Estas vestimentas llegan a nosotros de dos formas: compradas o regaladas. La primera es la peor, la más ofensiva y la más difícil de erradicar, sobre todo si el esperpento en cuestión nos ha costado un ojo de la cara. Reconocer que has tirado el dinero en algo que te pone estéticamente por debajo del traje de Nochevieja de Paco Clavel es tan duro como un amanecer de resaca en la cama de un transexual filipino. Hasta el momento de la revelación –que habrá de llegar con la madurez, el aumento de talla, o con la Virgen en lo alto de un olivo-, vestirás con orgullo torero tu chaleco de pescador, tus pantalones de cuadros escoceses o tu chándal del Madrid.
Las prendas regaladas, contrariamente a lo que pudiera parecer, se visten más veces que las adquiridas previo pago, por aquello de que no nos han costado un duro. Ojo, no confundir con aquellas ropas, también feas, que hasta nosotros nos damos cuenta de su poder ofensivo y que jamás vuelven a ver la luz. Pero hay otras que, sobre todo a ellas, les parecen que son monas, o que visten mucho, y por eso se convierten en sus prendas favoritas. Pecados mortales, dignos de unos cuantos palos en el lomo, más bien. Lo bueno que tienen es que, como no nos dolió el bolsillo al comprarlas, tampoco nos sangrará el alma al relegarlas al olvido o a la basura. Como si de una desintoxicación se tratase, habrá que prestar apoyo psicológico al que se deshace de la prenda, pues su sentimiento inmediato será comprarse otro trapo igual.
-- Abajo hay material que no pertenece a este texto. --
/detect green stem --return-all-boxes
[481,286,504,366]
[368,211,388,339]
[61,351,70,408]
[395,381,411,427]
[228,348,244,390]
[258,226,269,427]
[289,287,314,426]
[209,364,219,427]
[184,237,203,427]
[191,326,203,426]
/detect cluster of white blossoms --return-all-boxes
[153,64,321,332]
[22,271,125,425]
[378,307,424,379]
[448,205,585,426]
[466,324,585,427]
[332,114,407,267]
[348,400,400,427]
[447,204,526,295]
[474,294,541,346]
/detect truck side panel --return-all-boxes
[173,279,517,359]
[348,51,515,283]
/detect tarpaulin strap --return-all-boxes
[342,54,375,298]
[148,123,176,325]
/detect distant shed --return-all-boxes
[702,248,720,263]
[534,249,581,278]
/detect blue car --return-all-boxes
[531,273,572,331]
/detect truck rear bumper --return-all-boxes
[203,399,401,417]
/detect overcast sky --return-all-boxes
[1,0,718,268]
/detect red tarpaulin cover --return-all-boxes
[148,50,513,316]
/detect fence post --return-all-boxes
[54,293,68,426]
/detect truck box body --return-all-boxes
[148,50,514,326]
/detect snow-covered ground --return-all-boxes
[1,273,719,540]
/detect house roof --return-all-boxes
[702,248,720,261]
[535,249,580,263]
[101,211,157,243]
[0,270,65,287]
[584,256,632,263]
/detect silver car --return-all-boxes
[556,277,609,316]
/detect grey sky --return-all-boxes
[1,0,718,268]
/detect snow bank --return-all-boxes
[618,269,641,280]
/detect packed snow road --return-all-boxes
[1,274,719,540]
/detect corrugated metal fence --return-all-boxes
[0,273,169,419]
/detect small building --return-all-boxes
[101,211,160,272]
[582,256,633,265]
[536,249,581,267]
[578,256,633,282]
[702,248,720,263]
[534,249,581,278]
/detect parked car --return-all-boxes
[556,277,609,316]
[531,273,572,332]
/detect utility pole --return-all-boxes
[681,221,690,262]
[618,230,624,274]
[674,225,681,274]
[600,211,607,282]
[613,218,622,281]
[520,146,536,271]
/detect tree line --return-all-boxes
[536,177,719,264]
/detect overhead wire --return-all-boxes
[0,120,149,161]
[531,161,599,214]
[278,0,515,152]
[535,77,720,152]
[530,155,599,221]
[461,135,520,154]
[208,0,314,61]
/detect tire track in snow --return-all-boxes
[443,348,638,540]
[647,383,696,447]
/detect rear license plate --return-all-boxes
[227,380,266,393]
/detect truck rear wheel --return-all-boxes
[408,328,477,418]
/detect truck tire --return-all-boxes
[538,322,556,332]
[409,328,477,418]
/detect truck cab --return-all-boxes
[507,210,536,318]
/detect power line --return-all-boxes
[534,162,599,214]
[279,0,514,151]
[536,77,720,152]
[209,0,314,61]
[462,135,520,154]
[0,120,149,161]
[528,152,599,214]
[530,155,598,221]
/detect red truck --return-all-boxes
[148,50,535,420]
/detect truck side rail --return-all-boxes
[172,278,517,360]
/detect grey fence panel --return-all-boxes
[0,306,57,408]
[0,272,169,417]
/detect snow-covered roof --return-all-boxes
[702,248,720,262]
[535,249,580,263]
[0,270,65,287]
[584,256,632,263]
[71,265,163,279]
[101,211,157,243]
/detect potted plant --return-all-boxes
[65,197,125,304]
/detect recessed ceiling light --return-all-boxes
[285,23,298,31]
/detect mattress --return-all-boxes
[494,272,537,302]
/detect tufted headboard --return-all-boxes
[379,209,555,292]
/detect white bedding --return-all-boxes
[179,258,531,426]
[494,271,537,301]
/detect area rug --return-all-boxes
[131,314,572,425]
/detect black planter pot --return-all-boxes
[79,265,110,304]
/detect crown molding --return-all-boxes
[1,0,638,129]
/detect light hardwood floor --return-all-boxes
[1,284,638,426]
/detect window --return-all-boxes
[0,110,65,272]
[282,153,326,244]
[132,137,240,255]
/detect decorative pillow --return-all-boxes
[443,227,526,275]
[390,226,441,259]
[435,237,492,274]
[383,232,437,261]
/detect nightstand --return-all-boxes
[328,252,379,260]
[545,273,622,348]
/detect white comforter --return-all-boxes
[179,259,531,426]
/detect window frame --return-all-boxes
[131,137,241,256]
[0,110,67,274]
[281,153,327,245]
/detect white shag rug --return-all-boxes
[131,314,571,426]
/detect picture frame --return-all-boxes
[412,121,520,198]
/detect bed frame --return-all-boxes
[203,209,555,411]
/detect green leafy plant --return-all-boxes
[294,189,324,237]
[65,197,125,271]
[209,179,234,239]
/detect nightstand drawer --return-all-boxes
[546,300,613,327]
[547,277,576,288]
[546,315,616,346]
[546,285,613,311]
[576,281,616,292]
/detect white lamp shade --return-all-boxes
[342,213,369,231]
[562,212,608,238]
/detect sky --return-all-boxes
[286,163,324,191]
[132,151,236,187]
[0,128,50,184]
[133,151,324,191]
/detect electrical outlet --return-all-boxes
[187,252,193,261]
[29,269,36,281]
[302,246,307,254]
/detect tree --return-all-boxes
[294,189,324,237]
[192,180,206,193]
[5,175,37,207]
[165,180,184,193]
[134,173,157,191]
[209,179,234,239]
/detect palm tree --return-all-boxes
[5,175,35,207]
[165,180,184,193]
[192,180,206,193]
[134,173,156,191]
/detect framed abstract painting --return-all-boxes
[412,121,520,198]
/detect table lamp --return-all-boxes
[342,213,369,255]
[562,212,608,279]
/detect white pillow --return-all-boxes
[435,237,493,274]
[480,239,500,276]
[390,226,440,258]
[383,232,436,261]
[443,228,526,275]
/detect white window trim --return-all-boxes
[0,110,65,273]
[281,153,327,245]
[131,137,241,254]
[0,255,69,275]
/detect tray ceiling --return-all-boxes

Nadie escapa del horror que habita en el fondo del armario. Quizás un buen sarmientazo en las corvas pudiera ahorrarnos el sufrimiento ocular que estas cosas nos producen, pero me dice mi amigo el policía, mientras almorzamos, que legalmente no estaría bien visto, así que habrá que contentarse con mirar para otro lado y dejarlo correr.